「拝啓、藤井樹様。お元気ですか。私は元気です。」それだけ書いた手紙を、彼女は死んだ恋人に宛てて出した。届くはずのないその手紙に、しかし返事が返ってきた。彼女の中で三年前に止まった時間が再び動き始める。
良い作品だと思う。冬の、寒い神戸と、それより遥かに寒い北海道小樽を舞台にした、静かな、寒くて、少し暖かい物語なのだ。
中山美穂が二役を演じている。この作品は彼女の二役の間でメッセージがやり取りされる様を淡々と描いて行くことで進む。
神戸、小樽、ガラス工房、図書館。静けさと、雪と、炎と、山と、おだやかな風。そしてゆっくりと交換される手紙。この空気が僕は好きだ。そして中山美穂が、その空気を運んでくる。二役の間で時間と空間をあけて行われる対話が、全体の空気にピッタリと合っている。その緊張感が良い。
中学時代の中山美穂を、酒井美紀が演じている。これも僕は結構当たったと思っている。両者が似ている、似ていないと言う事は置いておいて、彼女はいつも光に満ち溢れた絵の中で、不思議な輝きを放っていた。常に落ち着いた背景と静かな空気の中に居る中山美穂と好対照だと思った。
中学時代のエピソードの一つとして登場する奇妙な少女を鈴木蘭々が演じている。これが何とも言えず外していて面白い。いや、まあそれだけなんですけど。

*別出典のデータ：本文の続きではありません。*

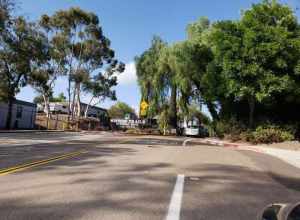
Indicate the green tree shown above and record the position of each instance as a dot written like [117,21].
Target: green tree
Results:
[147,70]
[80,48]
[258,54]
[120,110]
[100,87]
[20,45]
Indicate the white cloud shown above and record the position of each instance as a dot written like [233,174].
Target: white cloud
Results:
[128,77]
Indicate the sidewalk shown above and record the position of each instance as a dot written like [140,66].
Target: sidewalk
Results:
[289,156]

それらに比べて他のキャストはどうも今一つだ。豊川悦司はどうもしっくり来ない上に滅茶苦茶にヘンな大阪弁を使う。本当に君、大阪出身かと思ってしまう。中山美穂の大阪弁も変だが、殆どのシーンでは標準語で話しているからまあ良いのだ。というかそもそも豊川悦司は僕が見るとハ虫類的なヘンさが有り、それをミョーな大阪弁が増幅していると言う感じなのだ。
小樽のお母さん役の范文雀はさすがに違和感がないのだが、お爺さん役の篠原勝之(通称クマさん)は、なんかわざとらしい。他の僕の知らない俳優達もどういうわけか浮いた感じがして妙だ。僕には中山美穂と酒井美紀だけがこの作品の中で光って見えた。

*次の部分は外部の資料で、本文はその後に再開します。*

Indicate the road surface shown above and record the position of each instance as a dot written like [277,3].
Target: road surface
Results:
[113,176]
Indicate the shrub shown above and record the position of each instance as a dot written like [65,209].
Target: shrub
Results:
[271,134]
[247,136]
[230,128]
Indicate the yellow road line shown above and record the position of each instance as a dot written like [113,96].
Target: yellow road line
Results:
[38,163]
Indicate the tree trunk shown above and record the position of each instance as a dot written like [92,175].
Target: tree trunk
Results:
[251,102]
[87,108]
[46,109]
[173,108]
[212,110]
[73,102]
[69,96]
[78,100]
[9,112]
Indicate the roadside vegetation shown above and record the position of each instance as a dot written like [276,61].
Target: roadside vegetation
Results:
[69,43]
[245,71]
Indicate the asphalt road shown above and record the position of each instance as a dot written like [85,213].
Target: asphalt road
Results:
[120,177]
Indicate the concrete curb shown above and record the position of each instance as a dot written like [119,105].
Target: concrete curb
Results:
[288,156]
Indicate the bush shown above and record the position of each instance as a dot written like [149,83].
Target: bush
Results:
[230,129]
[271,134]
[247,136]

中山美穂が良い。彼女の二役と言うと、僕は10年近く昔のTVドラマを思い出してしまう。やたら元気とやたら内気という極端な二役だった。このドラマの中で、内気な方が元気な方に成り済ますという場面があった。中山美穂が歩きながら内気な方から元気な方に数秒間で変わって見せるのだ。これがまた素晴らしい変わり様だったので僕はずっとそのシーンを憶えている。この作品での二役はこのTVドラマほど落差のある二役ではなく、もっと微妙な二役である。しかし彼女はうまく演じていると思う。

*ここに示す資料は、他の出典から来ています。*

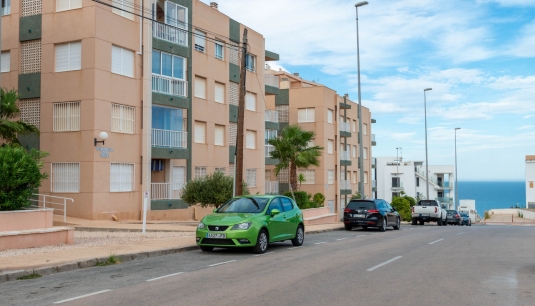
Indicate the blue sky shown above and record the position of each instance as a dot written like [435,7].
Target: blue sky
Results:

ラスト近く、恋人が遭難したと言う遠くの雪山に向かって、彼女が叫ぶシーンが有る。「お元気ですか、私は、元気です。」今まで抑えてきた彼女の、死んだ恋人に対する複雑な気持ちが溢れ出る。抑えられながら、それでもゆっくりと溢れ出る。絵も、音楽も、全て合わせて良いシーンだと思う。
『打ち上げ花火、下から見るか?横から見るか?』に続いて僕が見た岩井俊二作品と言う事になる。ようやく見たと言うべきか、僕はこの作品の予告を劇場で見ているのだ。そのときこれは見なくてはいけないのではないかと思ったのだが、毎度の僕の怠惰さが見逃させてしまった。それからも機会が有れば見ようかなとは思っていたが、とうとう見ることが出来たという訳だ。しかし今回僕はこの作品をビデオで見てしまった。この映画とはフィルムで遭遇するべきだったと、僕は少し残念に思った。
因みに音楽はREMEDIOSだ。上に挙げた全ての作品の音楽を担当しているように思う。全編に流れるこの音楽も画面の雰囲気にマッチして僕には心地良かった。